Unzulässig ist die Beschwerde, weil nicht ausreichend dargelegt worden ist, daß die Rechtssache grundsätzliche Bedeutung habe (§ 115 Abs. 2 Nr. 1, Abs. 3 Satz 3 FGO). Mit der Rechtsbehauptung, die vom FG angewendete Vorschrift sei verfassungswidrig, wird eine grundsätzliche Bedeutung nicht ,,dargelegt" (Gräber / Ruban, Finanzgerichtsordnung, 2. Aufl. 1987, § 115 Anm. 62). Der Beschwerdeführer muß vielmehr erläutern, gegen welche Verfassungsnorm die Vorschrift nach seiner Ansicht verstößt, und dies näher begründen (Klein / Ruban, Der Zugang zum Bundesfinanzhof, 1986, Rdnr. 160; vgl. auch BFH, Beschluß vom 8. Mai 1989 X B 189/88, BFH/NV 1990, 243). Diesen Anforderungen genügt die Beschwerdebegründung nicht. Ihr läßt sich allenfalls entnehmen, daß der Kläger die hier maßgebende Steuervorschrift für gleichheitssatzwidrig hält.
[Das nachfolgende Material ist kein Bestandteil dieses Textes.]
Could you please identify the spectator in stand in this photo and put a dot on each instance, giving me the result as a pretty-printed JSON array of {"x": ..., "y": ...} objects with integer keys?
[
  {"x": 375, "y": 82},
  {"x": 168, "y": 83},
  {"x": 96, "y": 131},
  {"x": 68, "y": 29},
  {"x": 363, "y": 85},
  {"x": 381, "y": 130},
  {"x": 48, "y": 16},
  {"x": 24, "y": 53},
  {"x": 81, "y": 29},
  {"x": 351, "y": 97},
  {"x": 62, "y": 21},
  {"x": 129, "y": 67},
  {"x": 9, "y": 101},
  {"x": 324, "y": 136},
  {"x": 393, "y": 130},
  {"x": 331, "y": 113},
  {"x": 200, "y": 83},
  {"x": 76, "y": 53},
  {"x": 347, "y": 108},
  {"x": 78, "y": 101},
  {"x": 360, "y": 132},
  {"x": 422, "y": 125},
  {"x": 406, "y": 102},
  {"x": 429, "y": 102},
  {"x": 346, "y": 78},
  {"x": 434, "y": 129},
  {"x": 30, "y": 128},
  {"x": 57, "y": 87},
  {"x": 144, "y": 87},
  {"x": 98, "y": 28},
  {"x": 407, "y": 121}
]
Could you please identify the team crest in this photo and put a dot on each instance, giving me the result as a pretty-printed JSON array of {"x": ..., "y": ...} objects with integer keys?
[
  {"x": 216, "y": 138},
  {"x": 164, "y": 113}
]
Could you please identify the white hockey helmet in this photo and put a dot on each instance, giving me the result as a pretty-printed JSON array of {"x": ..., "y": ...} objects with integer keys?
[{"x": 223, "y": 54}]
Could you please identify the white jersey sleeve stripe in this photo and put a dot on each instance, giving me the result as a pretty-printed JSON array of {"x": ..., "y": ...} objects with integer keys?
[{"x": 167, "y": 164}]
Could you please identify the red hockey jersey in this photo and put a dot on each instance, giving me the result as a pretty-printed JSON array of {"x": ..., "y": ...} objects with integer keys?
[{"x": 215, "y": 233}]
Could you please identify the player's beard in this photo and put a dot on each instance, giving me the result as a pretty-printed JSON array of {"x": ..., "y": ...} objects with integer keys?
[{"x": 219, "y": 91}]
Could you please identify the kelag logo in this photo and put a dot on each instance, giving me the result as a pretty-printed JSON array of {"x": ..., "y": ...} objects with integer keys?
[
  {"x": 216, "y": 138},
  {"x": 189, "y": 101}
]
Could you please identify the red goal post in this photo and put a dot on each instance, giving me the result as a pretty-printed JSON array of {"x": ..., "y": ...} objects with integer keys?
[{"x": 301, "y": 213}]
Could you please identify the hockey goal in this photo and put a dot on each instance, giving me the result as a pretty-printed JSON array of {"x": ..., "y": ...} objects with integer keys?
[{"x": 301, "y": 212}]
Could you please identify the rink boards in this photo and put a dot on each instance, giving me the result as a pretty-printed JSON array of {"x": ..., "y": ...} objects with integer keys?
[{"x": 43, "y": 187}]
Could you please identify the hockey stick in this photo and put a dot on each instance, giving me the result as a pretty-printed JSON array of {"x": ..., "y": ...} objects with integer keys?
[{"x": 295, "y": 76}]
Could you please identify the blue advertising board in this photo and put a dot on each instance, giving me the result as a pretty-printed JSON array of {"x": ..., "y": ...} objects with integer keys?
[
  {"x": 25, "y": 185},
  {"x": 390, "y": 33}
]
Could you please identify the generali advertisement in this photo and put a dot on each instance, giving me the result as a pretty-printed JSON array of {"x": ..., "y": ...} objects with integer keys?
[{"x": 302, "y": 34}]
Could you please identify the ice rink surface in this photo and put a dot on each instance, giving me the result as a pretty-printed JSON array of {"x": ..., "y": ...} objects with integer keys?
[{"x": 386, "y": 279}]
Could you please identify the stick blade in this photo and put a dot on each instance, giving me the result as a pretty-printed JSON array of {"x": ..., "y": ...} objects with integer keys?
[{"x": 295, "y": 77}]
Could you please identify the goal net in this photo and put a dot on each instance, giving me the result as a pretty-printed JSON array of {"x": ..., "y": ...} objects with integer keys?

Es fehlen indessen Ausführungen zu der Frage, inwieweit die beanstandete Ungleichbehandlung, vor allem unter Berücksichtigung der grundsätzlichen Befugnis des Gesetzgebers, der Besteuerung aus Gründen der Praktikabilität pauschale Maßstäbe zugrunde zu legen (dazu unter Hinweis auf die Rechtsprechung des Bundesverfassungsgerichts z. B. Senat, Urteil vom 10. Juli 1990 VII R 12/88, BFHE 162, 141, 144, BStBl II 1990, 929), gegen eine Verfassungsnorm verstoßen könnte. Der Kläger wirft dem FG lediglich einen ,,Zirkelschluß" vor, den er darin erblickt, daß die Vorinstanz verwaltungstechnische Schwierigkeiten zum Anlaß genommen habe, um die an sich erkannte steuerliche Ungleichbehandlung zuzulassen. Dieses Vorbringen enthält nicht die gebotene Auseinandersetzung mit der Vorentscheidung und den ausführlichen Gründen, aus denen das FG den erhöhten Steuersatz und dessen Festlegung für verfassungsrechtlich unbedenklich erachtet hat.